3. Furniture deliveries
Make sure you have measured all the entrance and doorways in your building. Bed headboards and sofas are notoriously difficult to get into flats. Some companies send them in pieces to be constructed on site (make sure cleaners are ALWAYS booked after furniture deliveries – even if they aren’t drilling, bits of cardboard and polystyrene get everywhere), but some companies will send them fully formed. The delivery men might well accidentally scrape the wallpaper, or bang a chandelier, or scratch the floor, so make sure items arrive with days to spare to put things right.
4. Foreign fittings
Even though you have bought a piece of furniture in the UK, that is no guarantee that it will come set up as such. Italian, French and German items usually come with European 3 pin plugs. American lights can require rewiring. A good example is a dilemma we faced on a recent project. A TV unit, purchased from British company Camerich, arrived with an Asian pin plug. You can’t change the plug, as that will void the warranty. You can’t not plug it in, as then your TV etc won’t have any access to electricity. If you use an adapter the unit won’t sit flush to the wall, which is very much the aesthetic it was selected for in the first place.
5. Delicate objects
After all the tradesmen have left, there will be bits you’ll have to complete, like stringing a chandelier, attaching lampshade or training curtains.
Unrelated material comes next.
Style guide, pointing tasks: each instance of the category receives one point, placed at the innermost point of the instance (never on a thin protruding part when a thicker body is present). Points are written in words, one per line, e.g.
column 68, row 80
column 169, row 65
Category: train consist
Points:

These can be time consuming (large chandeliers can take around 4 hours – and they are very tiring on the arms so you can’t really do more than one in a day). These are often fiddly tasks that take twice as long when you are tired and stressed.
6. Cleaners and Finishing touches
Once everything thing else is sorted, the floor and carpet guards can come off and the cleaners can come in. No matter how clean the builders say they are going to be, you always need the cleaners to come in after. They can get booked up long in advance, so if other trades overrun it can be tricky to reschedule them. Now the fun part – standing back and admiring the design and adding finishing touches. This usually involves a quick dash to the shops for extra vases, fruit bowls, dishes etc, to make the place homely. Less fun if you haven’t left anything in the budget for it and then there are the things you’ve accidentally forgotten, and finishing touches like soaps and toilet paper. How ever well you have planned, seeing your design in the flesh will usually result in you wanting to tweak a few things.